The purpose of POS apps is not just payment, but parallelization. A POS is a queue, which means customers have to wait in line to give their order. You've never had to stand in line in front of several indecisive people? POS apps provide the ability for you to conduct the entire transaction without getting in line, and indeed, place your order and then arrive just-in-time when its ready. I routinely order, and then arrive to pick up with zero wait. Hundreds of millions of Chinese who use WeChat for 'O2O' commerce like this and it is the ultimate in convenience.
For people with disabilities, POS apps are a god send. And they're especially great for this pandemic. The only problem is, there's no need they be "apps" that get installed.
> It is clearly the case now that security and privacy significantly suffers from the browser API surface.

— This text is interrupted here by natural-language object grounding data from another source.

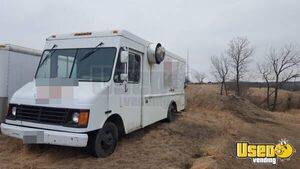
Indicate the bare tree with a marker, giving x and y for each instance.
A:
(220, 69)
(265, 70)
(239, 52)
(284, 63)
(199, 76)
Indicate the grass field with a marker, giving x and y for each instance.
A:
(204, 136)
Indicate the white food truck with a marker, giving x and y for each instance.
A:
(92, 87)
(17, 67)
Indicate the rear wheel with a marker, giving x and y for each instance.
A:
(103, 142)
(171, 113)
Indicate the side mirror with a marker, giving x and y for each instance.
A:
(124, 56)
(124, 76)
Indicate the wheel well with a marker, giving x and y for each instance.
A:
(117, 120)
(173, 103)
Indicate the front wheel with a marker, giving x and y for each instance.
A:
(103, 142)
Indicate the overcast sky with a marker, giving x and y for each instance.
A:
(203, 26)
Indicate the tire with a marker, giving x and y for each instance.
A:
(103, 142)
(171, 113)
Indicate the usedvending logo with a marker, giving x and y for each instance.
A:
(265, 153)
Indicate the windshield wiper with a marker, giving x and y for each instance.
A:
(91, 52)
(50, 53)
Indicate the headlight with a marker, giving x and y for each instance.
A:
(78, 118)
(75, 117)
(14, 111)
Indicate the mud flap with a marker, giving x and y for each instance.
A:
(33, 137)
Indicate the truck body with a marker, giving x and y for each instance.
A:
(17, 67)
(92, 87)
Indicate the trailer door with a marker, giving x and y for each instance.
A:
(128, 94)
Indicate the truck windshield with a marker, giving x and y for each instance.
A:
(83, 64)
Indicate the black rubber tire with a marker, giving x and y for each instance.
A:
(171, 113)
(103, 142)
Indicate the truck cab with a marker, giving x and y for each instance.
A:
(92, 87)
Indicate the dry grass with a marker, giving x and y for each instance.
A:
(202, 137)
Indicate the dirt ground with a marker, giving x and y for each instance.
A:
(204, 136)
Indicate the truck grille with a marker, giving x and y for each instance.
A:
(39, 114)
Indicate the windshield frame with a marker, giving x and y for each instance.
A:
(75, 58)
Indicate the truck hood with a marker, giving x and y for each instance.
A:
(84, 95)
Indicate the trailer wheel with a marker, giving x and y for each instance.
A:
(103, 142)
(171, 113)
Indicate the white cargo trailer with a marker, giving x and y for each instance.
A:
(17, 67)
(92, 87)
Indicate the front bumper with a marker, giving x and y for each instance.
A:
(42, 136)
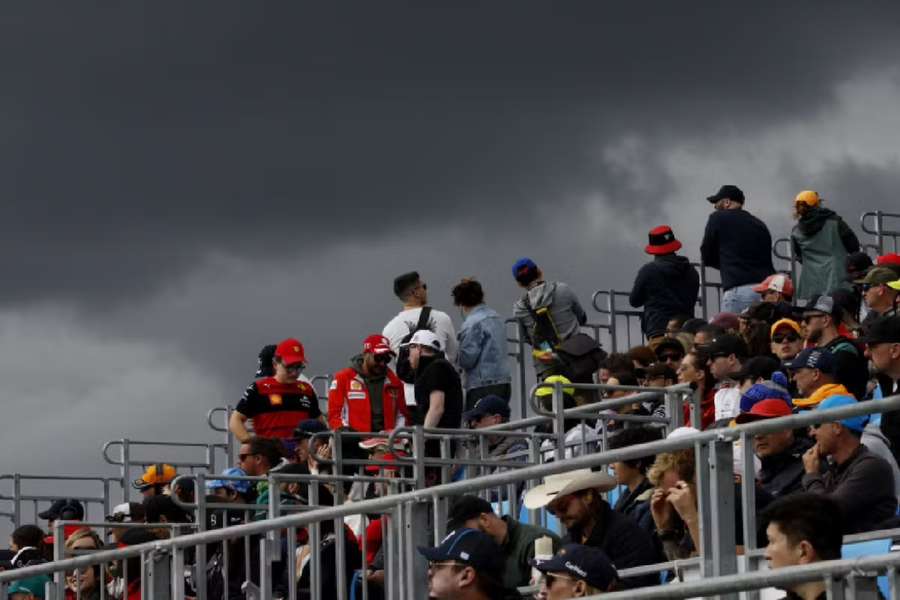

Browser security in the Firefox and Chrome world has been more solid than the 'apps' world. I'll take the browser sandbox over the app sandbox any day. And the browser API surface hardly matters when third party cookies, which have been around since 1995, are still widely used for tracking, and the biggest bit of fingerprinting entropy -- your IP address -- is core to the internet itself. And again, these APIs won't matter for fingerprinting if they are behind permission requests, because they can't be automatically used by third party ad networks.
Now excuse me, I have to give back to a meeting on that App Store reviewed Zoom app to conduct my meetings. I have nothing to worry about eh?